I would love to take a crack at this right now but I'm so busy at the moment, but what I can offer you is this. Hopefully things will clear up for me in the coming week and I'll have a go at it.

3. I'm going to bed now, but I'll just remark that, in general, the denominator is much bigger than the numerator. There may in fact be very few cases to check!

4. ## The basics

When a = b, one can easily see that a = b = k = 1 = $1^n$
Assume that $1 \le a < b$ and $k \in \mathbb{N}^+$ satisties $a^n - k = b^{n-1} (k a^{n-1} -b)$
Consider 3 cases:
(1) $k > a^n$ (2) $k < a^n$ and (3) $k = a^n$
Try to prove that (1) leads to contradiction (2) forces $k=1$ and (3) gives non-trivial (a,b,k)'s

5. Originally Posted by elim
When a = b, one can easily see that a = b = k = 1 = $1^n$
Assume that $1 \le a < b$ and $k \in \mathbb{N}^+$ satisties $a^n - k = b^{n-1} (k a^{n-1} -b)$
Consider 3 cases:
(1) $k > a^n$ (2) $k < a^n$ and (3) $k = a^n$
Try to prove that (1) leads to contradiction (2) forces $k=1$ and (3) gives non-trivial (a,b,k)'s
I was making this much more complicated!

6. Originally Posted by elim
When a = b, one can easily see that a = b = k = 1 = $1^n$
Assume that $1 \le a < b$ and $k \in \mathbb{N}^+$ satisties $a^n - k = b^{n-1} (k a^{n-1} -b)$
Consider 3 cases:
(1) $k > a^n$ (2) $k < a^n$ and (3) $k = a^n$
Try to prove that (1) leads to contradiction (2) forces $k=1$ and (3) gives non-trivial (a,b,k)'s
I'm stuck with cases 1,2. Could you elaborate a bit?

7. Originally Posted by mathman88
I'm stuck with cases 1,2. Could you elaborate a bit?
I'm a little hazy on the details too.
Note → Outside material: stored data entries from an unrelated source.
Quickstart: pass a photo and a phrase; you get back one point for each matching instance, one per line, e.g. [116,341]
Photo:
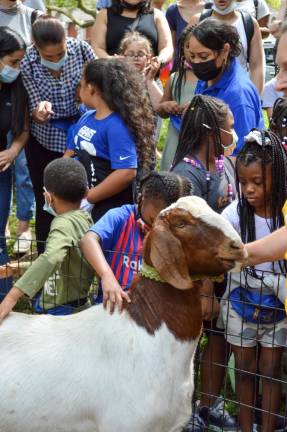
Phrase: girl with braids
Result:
[178,92]
[252,309]
[213,48]
[113,245]
[115,139]
[206,135]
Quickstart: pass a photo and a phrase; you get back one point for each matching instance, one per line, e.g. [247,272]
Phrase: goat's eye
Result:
[180,225]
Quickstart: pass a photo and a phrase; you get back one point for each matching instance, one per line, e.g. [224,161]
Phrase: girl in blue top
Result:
[211,53]
[114,140]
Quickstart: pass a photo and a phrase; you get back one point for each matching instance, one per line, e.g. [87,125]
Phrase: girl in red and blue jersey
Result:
[113,246]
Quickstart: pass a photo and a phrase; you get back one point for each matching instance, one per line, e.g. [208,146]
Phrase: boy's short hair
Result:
[66,179]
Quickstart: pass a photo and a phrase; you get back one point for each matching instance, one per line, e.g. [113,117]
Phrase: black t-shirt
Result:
[5,114]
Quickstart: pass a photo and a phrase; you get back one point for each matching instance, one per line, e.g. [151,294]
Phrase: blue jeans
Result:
[5,199]
[24,189]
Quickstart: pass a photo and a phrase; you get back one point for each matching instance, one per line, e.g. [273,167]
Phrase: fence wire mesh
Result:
[240,369]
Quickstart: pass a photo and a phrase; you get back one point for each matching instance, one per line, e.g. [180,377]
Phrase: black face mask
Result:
[136,6]
[206,71]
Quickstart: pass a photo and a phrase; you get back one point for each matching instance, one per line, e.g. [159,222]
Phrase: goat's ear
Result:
[167,257]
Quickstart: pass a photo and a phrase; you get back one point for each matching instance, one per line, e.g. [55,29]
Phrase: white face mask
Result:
[225,11]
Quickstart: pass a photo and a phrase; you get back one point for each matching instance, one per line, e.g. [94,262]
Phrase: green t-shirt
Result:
[60,272]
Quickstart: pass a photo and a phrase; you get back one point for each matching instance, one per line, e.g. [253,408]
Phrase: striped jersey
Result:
[121,237]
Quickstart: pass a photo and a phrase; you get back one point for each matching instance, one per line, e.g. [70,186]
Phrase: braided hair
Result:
[270,152]
[164,186]
[124,91]
[179,64]
[205,114]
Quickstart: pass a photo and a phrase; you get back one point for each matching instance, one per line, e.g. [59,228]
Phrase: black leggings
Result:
[38,158]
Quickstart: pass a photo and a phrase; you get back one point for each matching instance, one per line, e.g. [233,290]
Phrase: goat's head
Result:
[189,239]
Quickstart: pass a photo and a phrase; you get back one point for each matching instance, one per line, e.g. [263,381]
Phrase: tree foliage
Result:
[71,8]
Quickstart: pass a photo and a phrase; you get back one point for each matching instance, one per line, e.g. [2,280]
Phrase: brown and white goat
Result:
[129,372]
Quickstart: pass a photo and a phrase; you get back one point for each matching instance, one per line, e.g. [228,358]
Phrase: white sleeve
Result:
[231,215]
[263,9]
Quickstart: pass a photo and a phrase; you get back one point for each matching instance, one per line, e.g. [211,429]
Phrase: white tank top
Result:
[238,24]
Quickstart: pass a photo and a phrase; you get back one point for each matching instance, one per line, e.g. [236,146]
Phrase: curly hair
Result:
[124,91]
[134,36]
[118,8]
[214,35]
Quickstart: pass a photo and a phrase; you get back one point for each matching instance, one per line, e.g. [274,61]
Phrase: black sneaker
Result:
[195,424]
[217,418]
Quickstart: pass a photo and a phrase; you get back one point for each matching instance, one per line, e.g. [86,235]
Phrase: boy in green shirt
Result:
[59,279]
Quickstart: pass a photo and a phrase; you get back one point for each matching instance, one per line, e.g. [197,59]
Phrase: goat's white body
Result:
[92,372]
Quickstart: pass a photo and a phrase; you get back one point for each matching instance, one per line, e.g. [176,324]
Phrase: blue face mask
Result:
[54,66]
[8,74]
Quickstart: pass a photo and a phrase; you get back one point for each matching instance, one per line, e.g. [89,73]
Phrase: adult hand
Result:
[9,302]
[43,112]
[113,293]
[7,157]
[152,69]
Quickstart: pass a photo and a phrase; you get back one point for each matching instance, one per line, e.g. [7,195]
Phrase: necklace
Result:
[220,170]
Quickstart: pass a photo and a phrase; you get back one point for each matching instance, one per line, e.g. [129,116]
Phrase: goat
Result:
[128,372]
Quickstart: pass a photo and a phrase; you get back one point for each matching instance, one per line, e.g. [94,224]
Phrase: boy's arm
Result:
[112,291]
[9,302]
[46,264]
[270,248]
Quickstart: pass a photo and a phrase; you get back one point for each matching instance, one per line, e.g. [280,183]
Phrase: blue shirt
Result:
[121,237]
[42,86]
[236,90]
[108,138]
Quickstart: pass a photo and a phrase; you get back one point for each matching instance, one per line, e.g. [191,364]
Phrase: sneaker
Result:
[23,243]
[195,424]
[218,418]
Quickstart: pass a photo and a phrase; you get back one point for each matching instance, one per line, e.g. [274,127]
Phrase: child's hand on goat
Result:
[113,293]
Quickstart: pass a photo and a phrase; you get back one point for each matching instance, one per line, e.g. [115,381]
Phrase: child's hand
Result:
[152,69]
[43,112]
[210,308]
[170,107]
[113,292]
[9,302]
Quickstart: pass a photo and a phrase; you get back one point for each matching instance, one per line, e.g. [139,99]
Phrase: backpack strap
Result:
[256,8]
[249,30]
[34,16]
[205,14]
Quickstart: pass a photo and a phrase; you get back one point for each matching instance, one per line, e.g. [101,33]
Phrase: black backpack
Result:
[34,15]
[247,23]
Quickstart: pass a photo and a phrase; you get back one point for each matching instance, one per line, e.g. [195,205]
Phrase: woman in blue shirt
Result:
[212,51]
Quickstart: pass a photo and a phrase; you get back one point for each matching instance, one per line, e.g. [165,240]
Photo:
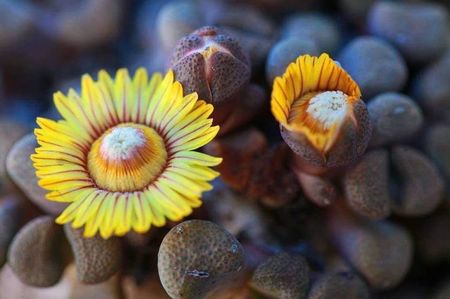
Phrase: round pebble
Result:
[339,284]
[314,26]
[286,51]
[432,88]
[422,185]
[10,213]
[198,258]
[374,64]
[437,146]
[10,132]
[366,185]
[395,117]
[20,169]
[36,253]
[381,251]
[282,276]
[177,19]
[96,259]
[418,30]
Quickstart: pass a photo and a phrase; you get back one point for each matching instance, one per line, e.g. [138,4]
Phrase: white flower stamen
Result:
[121,142]
[328,107]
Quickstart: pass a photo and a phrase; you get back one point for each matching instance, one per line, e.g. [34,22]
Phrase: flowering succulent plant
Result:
[124,154]
[322,117]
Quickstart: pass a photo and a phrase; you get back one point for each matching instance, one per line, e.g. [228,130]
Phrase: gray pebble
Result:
[177,19]
[286,51]
[318,27]
[395,117]
[432,87]
[375,65]
[418,30]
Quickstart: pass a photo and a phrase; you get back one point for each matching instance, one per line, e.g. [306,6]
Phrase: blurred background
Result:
[386,46]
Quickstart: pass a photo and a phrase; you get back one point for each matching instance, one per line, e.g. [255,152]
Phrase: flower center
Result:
[328,107]
[319,116]
[127,158]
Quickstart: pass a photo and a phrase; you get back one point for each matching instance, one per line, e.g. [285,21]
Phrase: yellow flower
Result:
[319,108]
[123,154]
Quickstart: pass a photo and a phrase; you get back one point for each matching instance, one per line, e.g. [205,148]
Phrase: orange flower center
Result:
[127,158]
[319,115]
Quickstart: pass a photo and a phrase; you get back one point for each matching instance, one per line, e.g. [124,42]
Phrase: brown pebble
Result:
[422,186]
[96,259]
[35,254]
[10,213]
[20,169]
[198,259]
[339,284]
[366,185]
[380,251]
[109,289]
[282,276]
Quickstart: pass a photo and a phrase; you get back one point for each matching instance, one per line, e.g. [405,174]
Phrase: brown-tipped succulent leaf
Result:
[422,186]
[282,276]
[199,259]
[10,213]
[96,259]
[238,151]
[380,251]
[366,185]
[235,114]
[20,169]
[211,63]
[339,284]
[36,253]
[321,115]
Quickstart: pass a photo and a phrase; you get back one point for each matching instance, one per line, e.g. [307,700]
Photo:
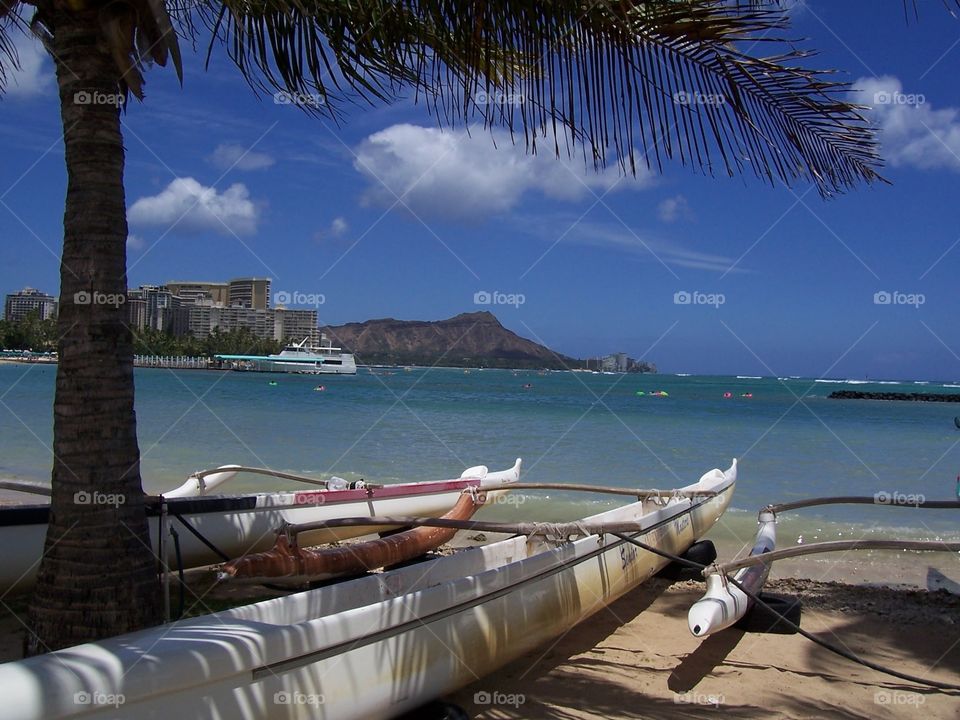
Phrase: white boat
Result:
[301,357]
[369,648]
[235,525]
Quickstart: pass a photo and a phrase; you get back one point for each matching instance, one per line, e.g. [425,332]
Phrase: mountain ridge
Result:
[469,339]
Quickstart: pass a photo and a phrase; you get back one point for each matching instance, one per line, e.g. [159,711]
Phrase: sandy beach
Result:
[637,659]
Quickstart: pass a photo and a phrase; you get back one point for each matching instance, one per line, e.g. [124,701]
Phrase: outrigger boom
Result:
[726,602]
Care to explain?

8. ref

Proof We have $a = b, \; k=\displaystyle{\frac{a^n+b^n}{(ab)^{n-1}+1}} \in \mathbb{N}^+ \Rightarrow a=b=k=1=1^n$
Now assume that $a1,\; a^n-k=(ka^{n-1}-b)b^{n-1}$
(1) If $k > a^n$ then $k > k-a^n = b^{n-1} (b-ka^{n-1}) \ge b^{n-1}$
$\quad \;$ thus $b > ka^{n-1} \ge k > b^{n-1}$. It's impossible.
(2) If $k < a^n$, then $ka^{n-1}-b = \displaystyle{\frac{a^n-k}{b^{n-1}}} < a$, $ka^{n-1} < a+b$, $(k-1)a^{n-1} < a+b - a^{n-1} \le b$
$\quad$ If $k > 1$, then $a^{n-1} \le (k-1)a^{n-1} < b$, $a^n-k = (ka^{n-1}-b)b^{n-1} \ge b^{n-1} > (a^{n-1})^{n-1} \ge a^n$,
$\quad \;$ that's wrong and so $k=1=1^n$
(3) If $k = a^n$ then $b=ka^{n-1}=a^{2n-1} \; b^n = a^{2n^2-n} = a^{2n(n-1) + n}$ hence $\displaystyle{\frac{a^n+b^n}{(ab)^{n-1}+1}=\frac{a^n(1+a^{2n(n-1)})}{(a^{2n})^{n-1}+1}} = a^n$